The motto of our fraternity is “Builder of Men”. We concentrate on these areas of development.

 

  • Intellectual – Last Fall the men of FarmHouse had the highest active GPA of all men’s Greek Chapters at UW-Platteville
  • Social – We have socials with other Greek Chapters and participate in both Homecoming and Greek Week
  • Moral – Involvement in many community service and philanthropy projects
  • Physical – Participation in nearly every intramural sport that campus has to offer

 

What is FarmHouse?

FarmHouse is a fraternity dedicated to the building of men. It’s a college home in which a man can be: creative, share responsibilities, make lasting friendships, express his inner self in an atmosphere of trust and understanding, learn lessons in living in a community of which he is an integral part, be accepted as a participant, learn the essence of brotherhood, and learn the caring of one man – and of a community of men – for the individual, the brother, for the community, and for the mutual welfare.

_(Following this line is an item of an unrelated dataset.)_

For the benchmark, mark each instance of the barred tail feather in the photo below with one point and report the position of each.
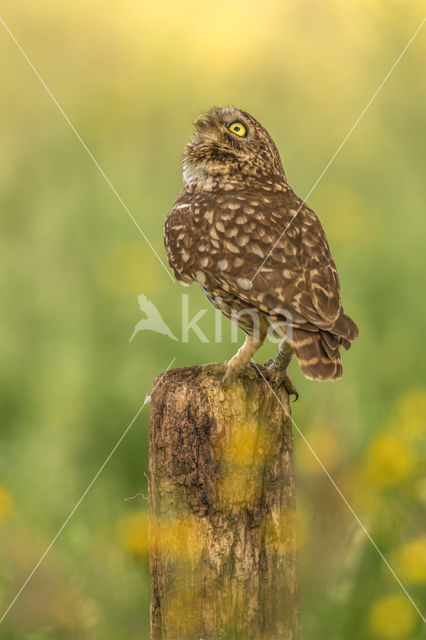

FarmHouse is found on college campuses throughout the United States and into Canada, mostly at Land-Grant colleges and universities. It ranges from coast to coast – North Carolina in the East, Washington and Idaho in the West, Mississippi and Texas in the South, and Minnesota and Alberta in the North. Growth has been slow and careful. FarmHouse is dedicated more to the propagation of quality than of numbers.

This home, this brotherhood of students, is the center of campus activities for hundreds of men in agriculture and related sciences, for men who are reared on the farm and those who have an interest and/or respect for rural life.

This FarmHouse home, this gathering place of alumni – of this chapter and other chapters – is the tie between the past, the present, and the future, of men who have an abiding interest in FarmHouse ideals and in the welfare of men of like mind and heart.

FarmHouse is dedicated to promoting the moral and intellectual welfare of its members, to creating an atmosphere of learning which all will inspire men in their scholarly endeavors, to continuing growth through new avenues of learning when school days are past.

FarmHouse encourages social growth and an awareness and practice of the conduct of a gentleman that will become so much a part of the man that he is no longer conscious of effort in achieving social amenities.

FarmHouse stresses faith in God and urges each man to worship in the tradition of his own Church and in accordance with his own beliefs with tolerance for his brothers.

FarmHouse stresses loyalty among its members to: their country, their community, their university, their fraternity, their families, and each other.

FarmHouse strives for: excellence in scholarship (knowing that scholarship is the key which will open many doors later in life), the doors of the mind as doors to fuller appreciation of life, to answers to ethical and practical questions, and to success in industry, business, and agriculture.

And so FarmHouse strives for scholarship. But it strives in larger measure for the well-rounded personality, the development of all facets of a human being important to the kind of person he will become.

FarmHouse sows the seed today which will, with time and nurture, produce the leaders of tomorrow’s world: the farmers, the research workers, the teachers, the statesmen, the business executives, and the professional men of the future whose task it will be to: solve the problems of increasing food production, feeding the exploding world population, promote peace among nations, and learning and teaching the essentials for humane existence in a world of technology and science.

FarmHouse Fraternity is what it is by reason of the faithful, loyal and enthusiastic efforts of its members. Whatever greatness it may boast, whatever influence it wields, whatever reputation it may have, all of these and each of these is to be credited to the members of the fraternity.

The goal of a member should be not only to uphold the ideals and reputation he has inherited, but to improve and expand them, for to stand still, to maintain status quo is to take a step backwards.

FarmHouse charges each member to search to his very depths to know, “If every member were just like me, what kind of fraternity would FarmHouse be?”